La répétition du sacre

Artiste(s) : VIBERT Jean-Georges
Partager

Cette gravure largement reproduite (d’après une peinture originale de Jean-Georges Vibert (1895) [1] représente un événement qui se serait produit environ une semaine avant le couronnement de Napoléon (la cérémonie du Sacre) : une répétition au cours duquel l’Empereur a pu peaufiner l’orchestration de la cérémonie avec l’aide de l’artiste Isabey. Ce dernier a également conçu les costumes portés par les principaux protagonistes lors de la cérémonie à la cathédrale Notre-Dame, le 2 décembre 1804.
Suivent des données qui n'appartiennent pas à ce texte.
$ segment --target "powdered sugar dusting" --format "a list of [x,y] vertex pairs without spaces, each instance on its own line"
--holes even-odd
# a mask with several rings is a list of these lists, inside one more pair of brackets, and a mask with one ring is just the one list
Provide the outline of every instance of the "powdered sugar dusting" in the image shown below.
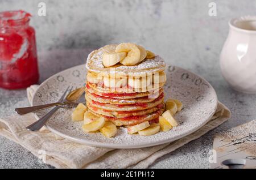
[[[76,72],[76,73],[74,73]],[[184,69],[168,66],[166,71],[166,100],[180,100],[184,108],[175,115],[179,125],[168,132],[160,132],[149,136],[127,134],[126,129],[119,127],[117,135],[108,139],[100,133],[84,133],[82,122],[73,122],[72,110],[60,109],[47,125],[53,132],[70,140],[90,145],[131,148],[148,147],[171,142],[199,128],[213,115],[217,105],[213,88],[204,79]],[[54,102],[68,85],[81,87],[84,84],[86,71],[84,65],[63,71],[47,80],[39,88],[33,99],[33,105]],[[79,74],[79,76],[73,75]],[[37,112],[38,118],[49,110]]]

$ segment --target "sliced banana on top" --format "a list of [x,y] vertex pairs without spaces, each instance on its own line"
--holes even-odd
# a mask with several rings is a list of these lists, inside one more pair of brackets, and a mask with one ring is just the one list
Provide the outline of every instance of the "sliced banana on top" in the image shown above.
[[141,50],[136,44],[129,42],[119,44],[115,48],[116,53],[127,53],[127,55],[120,62],[125,66],[133,66],[141,60]]
[[123,60],[126,56],[126,52],[111,52],[103,54],[103,65],[110,67]]
[[93,84],[97,84],[100,83],[102,79],[102,77],[100,76],[95,75],[92,73],[87,73],[86,79],[88,82]]
[[155,54],[152,53],[151,51],[146,50],[147,56],[146,57],[146,59],[152,59],[155,57]]
[[110,88],[122,88],[127,85],[126,78],[110,78],[104,77],[103,79],[104,85]]
[[141,51],[141,59],[139,59],[139,62],[142,62],[146,58],[146,57],[147,56],[147,52],[145,48],[142,46],[137,45],[137,46]]

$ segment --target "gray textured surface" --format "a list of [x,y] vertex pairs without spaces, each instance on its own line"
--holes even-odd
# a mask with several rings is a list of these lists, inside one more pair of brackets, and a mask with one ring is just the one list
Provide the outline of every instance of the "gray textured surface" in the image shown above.
[[[36,28],[38,49],[43,52],[39,56],[40,82],[84,63],[90,50],[88,48],[131,41],[161,55],[168,63],[205,78],[219,100],[232,110],[227,122],[163,156],[151,168],[209,168],[208,152],[214,134],[256,119],[256,95],[231,89],[218,65],[228,20],[255,13],[256,1],[214,1],[217,15],[211,17],[208,3],[213,1],[45,0],[47,15],[39,17],[36,12],[40,1],[0,0],[0,11],[22,7],[34,15],[31,23]],[[0,117],[13,113],[14,107],[26,105],[24,90],[0,89]],[[49,168],[4,138],[0,137],[0,168]]]

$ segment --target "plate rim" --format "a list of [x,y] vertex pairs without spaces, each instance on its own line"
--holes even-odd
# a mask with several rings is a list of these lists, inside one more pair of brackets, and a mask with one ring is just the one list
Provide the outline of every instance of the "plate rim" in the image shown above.
[[[65,72],[65,71],[70,71],[71,69],[73,68],[78,68],[79,67],[82,67],[83,66],[85,66],[85,64],[82,64],[82,65],[77,65],[77,66],[75,66],[72,67],[69,67],[67,69],[65,69],[63,71],[61,71],[60,72],[59,72],[53,75],[52,75],[51,76],[49,77],[48,78],[47,78],[47,79],[46,79],[43,83],[42,83],[38,87],[38,89],[36,90],[36,91],[35,92],[33,97],[32,98],[32,103],[31,103],[31,105],[33,106],[34,105],[34,98],[35,97],[35,95],[38,93],[38,91],[40,89],[40,88],[41,87],[42,87],[43,85],[44,85],[44,84],[46,84],[47,83],[47,82],[59,75],[60,74],[62,74],[63,72]],[[166,64],[166,67],[168,67],[169,66],[172,66],[168,64]],[[213,87],[212,87],[212,85],[210,84],[210,83],[209,83],[207,80],[205,80],[205,79],[204,79],[204,78],[201,77],[201,76],[193,72],[191,72],[189,70],[186,70],[184,68],[182,67],[180,67],[179,66],[172,66],[174,67],[176,67],[180,69],[181,69],[183,70],[184,71],[187,71],[189,72],[190,73],[192,74],[193,75],[198,76],[199,78],[202,79],[203,80],[204,80],[205,82],[206,82],[209,85],[210,88],[212,88],[213,90],[213,93],[214,93],[214,100],[216,100],[216,103],[214,106],[214,111],[213,111],[213,112],[209,114],[209,115],[208,116],[208,119],[209,119],[212,118],[212,117],[214,115],[217,106],[218,106],[218,97],[217,96],[217,93],[215,91],[215,89],[213,88]],[[85,67],[85,66],[84,66]],[[34,116],[36,118],[36,120],[38,120],[39,119],[39,117],[38,117],[38,115],[36,114],[36,113],[34,113]],[[161,144],[166,144],[166,143],[170,143],[171,142],[173,142],[176,140],[180,139],[183,137],[185,137],[186,136],[187,136],[189,134],[191,134],[193,132],[195,132],[195,131],[197,131],[198,130],[199,130],[201,127],[202,127],[203,126],[204,126],[206,123],[207,123],[209,122],[209,121],[205,121],[205,122],[204,122],[204,123],[203,123],[200,126],[199,126],[198,127],[195,128],[194,129],[193,129],[193,130],[191,130],[189,132],[180,135],[179,136],[177,136],[175,138],[171,138],[171,139],[166,139],[164,140],[160,140],[155,143],[151,143],[150,144],[148,144],[148,143],[141,143],[139,145],[129,145],[129,144],[125,144],[125,145],[120,145],[120,144],[113,144],[113,143],[101,143],[101,142],[92,142],[92,140],[86,140],[85,139],[81,139],[81,138],[75,138],[73,136],[71,136],[69,135],[65,135],[60,131],[58,131],[57,130],[54,129],[53,128],[52,128],[50,126],[48,126],[47,124],[46,124],[45,126],[50,131],[51,131],[53,133],[56,134],[56,135],[64,138],[65,139],[69,139],[72,142],[75,142],[76,143],[78,143],[79,144],[85,144],[86,145],[90,145],[90,146],[93,146],[93,147],[102,147],[102,148],[115,148],[115,149],[134,149],[134,148],[146,148],[146,147],[152,147],[152,146],[155,146],[155,145],[161,145]]]

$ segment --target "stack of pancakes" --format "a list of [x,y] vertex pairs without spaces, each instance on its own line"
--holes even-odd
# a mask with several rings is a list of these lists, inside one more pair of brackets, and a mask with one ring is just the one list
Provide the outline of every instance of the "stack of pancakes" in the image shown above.
[[117,126],[158,122],[164,109],[164,61],[155,55],[131,66],[118,64],[105,67],[102,54],[114,51],[116,46],[107,45],[88,55],[85,88],[88,110]]

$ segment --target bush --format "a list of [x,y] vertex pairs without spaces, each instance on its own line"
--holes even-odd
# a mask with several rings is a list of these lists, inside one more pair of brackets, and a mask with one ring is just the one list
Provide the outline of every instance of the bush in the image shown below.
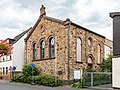
[[72,87],[73,88],[83,88],[83,83],[82,83],[82,81],[78,82],[78,83],[73,83]]
[[[32,68],[30,67],[30,65],[24,65],[23,69],[22,69],[22,74],[25,76],[25,77],[28,77],[28,76],[32,76]],[[35,66],[33,68],[33,75],[36,76],[36,75],[39,75],[39,71],[38,71],[38,68]]]
[[[55,76],[39,74],[37,67],[33,68],[34,82],[38,85],[49,87],[61,86],[62,81]],[[32,68],[30,65],[23,67],[22,73],[12,78],[13,82],[32,83]]]
[[49,86],[49,87],[62,85],[62,81],[59,80],[57,77],[51,75],[43,75],[43,74],[35,76],[35,83],[38,85]]
[[13,82],[23,82],[23,80],[24,79],[23,79],[23,74],[22,73],[17,74],[12,78]]

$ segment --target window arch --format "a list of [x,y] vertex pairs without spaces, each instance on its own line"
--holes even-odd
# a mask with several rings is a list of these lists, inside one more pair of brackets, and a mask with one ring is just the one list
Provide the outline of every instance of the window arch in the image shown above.
[[93,39],[91,37],[88,38],[88,46],[92,47],[93,45]]
[[51,37],[50,39],[49,39],[49,57],[54,57],[55,55],[55,51],[54,51],[54,49],[55,49],[55,46],[54,46],[54,38],[53,37]]
[[33,43],[33,60],[37,58],[37,44]]
[[77,61],[81,62],[81,55],[82,54],[82,41],[80,38],[77,38]]
[[12,55],[10,55],[10,60],[12,60]]
[[44,40],[40,41],[40,58],[44,58],[45,43]]
[[97,49],[98,49],[98,52],[97,52],[97,54],[98,54],[98,55],[97,55],[97,56],[98,56],[98,58],[97,58],[97,59],[98,59],[98,60],[97,60],[97,63],[99,63],[99,64],[100,64],[100,59],[101,59],[101,57],[100,57],[101,47],[100,47],[100,45],[99,45],[99,44],[98,44],[98,46],[97,46],[97,47],[98,47],[98,48],[97,48]]

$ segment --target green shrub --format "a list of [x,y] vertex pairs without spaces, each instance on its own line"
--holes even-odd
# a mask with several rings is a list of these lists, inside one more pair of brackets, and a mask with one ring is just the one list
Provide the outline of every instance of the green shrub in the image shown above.
[[[22,69],[22,74],[25,77],[32,76],[32,68],[30,67],[30,65],[28,65],[28,64],[24,65],[24,67]],[[33,75],[34,76],[39,75],[39,71],[36,66],[33,68]]]
[[35,76],[35,83],[43,86],[49,86],[49,87],[62,85],[62,81],[59,80],[57,77],[51,76],[51,75],[44,75],[44,74]]
[[[37,67],[33,68],[34,82],[38,85],[49,87],[61,86],[62,81],[55,76],[39,74]],[[32,68],[30,65],[23,67],[22,73],[12,78],[14,82],[32,83]]]
[[73,88],[83,88],[83,83],[82,83],[82,81],[78,82],[78,83],[73,83],[72,87]]
[[13,82],[23,82],[23,80],[24,79],[23,79],[23,74],[22,73],[17,74],[12,78]]

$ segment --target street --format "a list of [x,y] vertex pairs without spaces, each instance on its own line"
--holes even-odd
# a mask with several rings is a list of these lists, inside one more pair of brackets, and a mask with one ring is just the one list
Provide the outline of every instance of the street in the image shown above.
[[101,85],[100,87],[75,89],[68,86],[62,87],[46,87],[38,85],[30,85],[23,83],[13,83],[5,80],[0,80],[0,90],[112,90],[111,85]]
[[68,87],[45,87],[38,85],[0,81],[0,90],[78,90],[78,89]]

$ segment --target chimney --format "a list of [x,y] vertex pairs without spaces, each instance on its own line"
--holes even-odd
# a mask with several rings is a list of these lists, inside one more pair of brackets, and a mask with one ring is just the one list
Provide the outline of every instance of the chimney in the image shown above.
[[113,18],[113,55],[120,56],[120,12],[110,13]]
[[46,12],[45,12],[44,5],[42,5],[41,8],[40,8],[40,16],[44,16],[44,15],[46,15]]

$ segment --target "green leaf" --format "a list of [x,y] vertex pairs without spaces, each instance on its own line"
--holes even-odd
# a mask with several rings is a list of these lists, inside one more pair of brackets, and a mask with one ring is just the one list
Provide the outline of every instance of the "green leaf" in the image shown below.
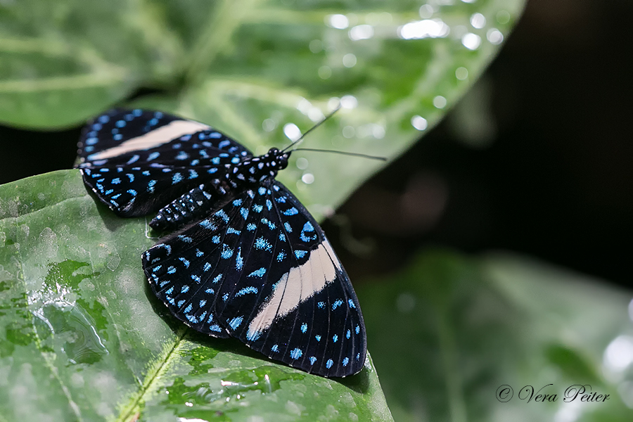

La gravure porte une description [2] qui revendique comme source les Mémoires de l’artiste Isabey, lui-même. Or, Isabey n’a jamais écrit ses Mémoires. Alors, quelle est l’origine de cette histoire, et l’événement a-t-il réellement eu lieu ?

La répétition du sacre

Une note de bas de page dans les Mémoires [3] de L.-F.-J. Bausset, (ancien préfet du palais impérial), décrit en détail les circonstances de l’événement dépeint :

« Huit jours avant celui du couronnement, l’empereur […] demanda [à Isabey] sept dessins représentant les sept cérémonies qui devaient avoir lieu dans l’église métropolitaine, mais dont les répétitions ne pouvaient se faire à Notre-Dame en présence des nombreux ouvriers qui étaient employés aux embellissements et aux décorations. Demander sept dessins réunissant chacun plus de cent personnes en action dans un si court délai, c’était réellement exiger l’impossible. Ce prince d’ailleurs n’admettait jamais une pareille excuse. Le mot impossible était rayé depuis longtemps de son dictionnaire. L’imagination heureuse et fertile de M. Isabey lui inspira dans le moment une singulière idée… Il répondit avec assurance, et au grand étonnement de l’Empereur, que dans deux fois vingt-quatre heures ses ordres seraient exécutés. Avant de rentrer chez lui, il alla acheter, chez les marchands de joujoux, tout ce qu’il put trouver de ces petits bonshommes en bois qui servent à l’amusement des enfants… Il les habilla en papier de la couleur du costume de chaque personnage qui devait figurer dans les cérémonies du couronnement, fit un plan de Notre-Dame sur une échelle en rapport avec ses petites poupées, et se rendit le surlendemain auprès de Napoléon, qui s’empressa de lui demander les sept dessins… Sire, je vous apporte mieux que des dessins, lui répondit Isabey… Il déroula son plan et posa les personnages qui devaient figurer dans la première cérémonie, et dont il avait écrit les noms au bas de chacun. Cette première action était la réception sous le dais à la porte de l’église. L’Empereur fut si content qu’il fit appeler sur-le-champ tous ceux qui devaient concourir à l’éclat de cette grande circonstance… Les répétitions se firent dans le salon de l’Empereur et sur une grande table. Une seule cérémonie, plus compliquée que les autres, exigea une répétition réelle. Elle eut lieu dans la galerie de Diane aux Tuileries, par le moyen d’un plan tracé au blanc sur le parquet. Isabey avait mis tout le goût possible dans les habillements de ses poupées et sauva, par son talent, le côté ridicule de ses dessins en reliefs. Le clergé, les dames, les princesses, l’Empereur, le pape lui-même, tout le monde était costumé de la manière la plus exacte et la plus convenable. »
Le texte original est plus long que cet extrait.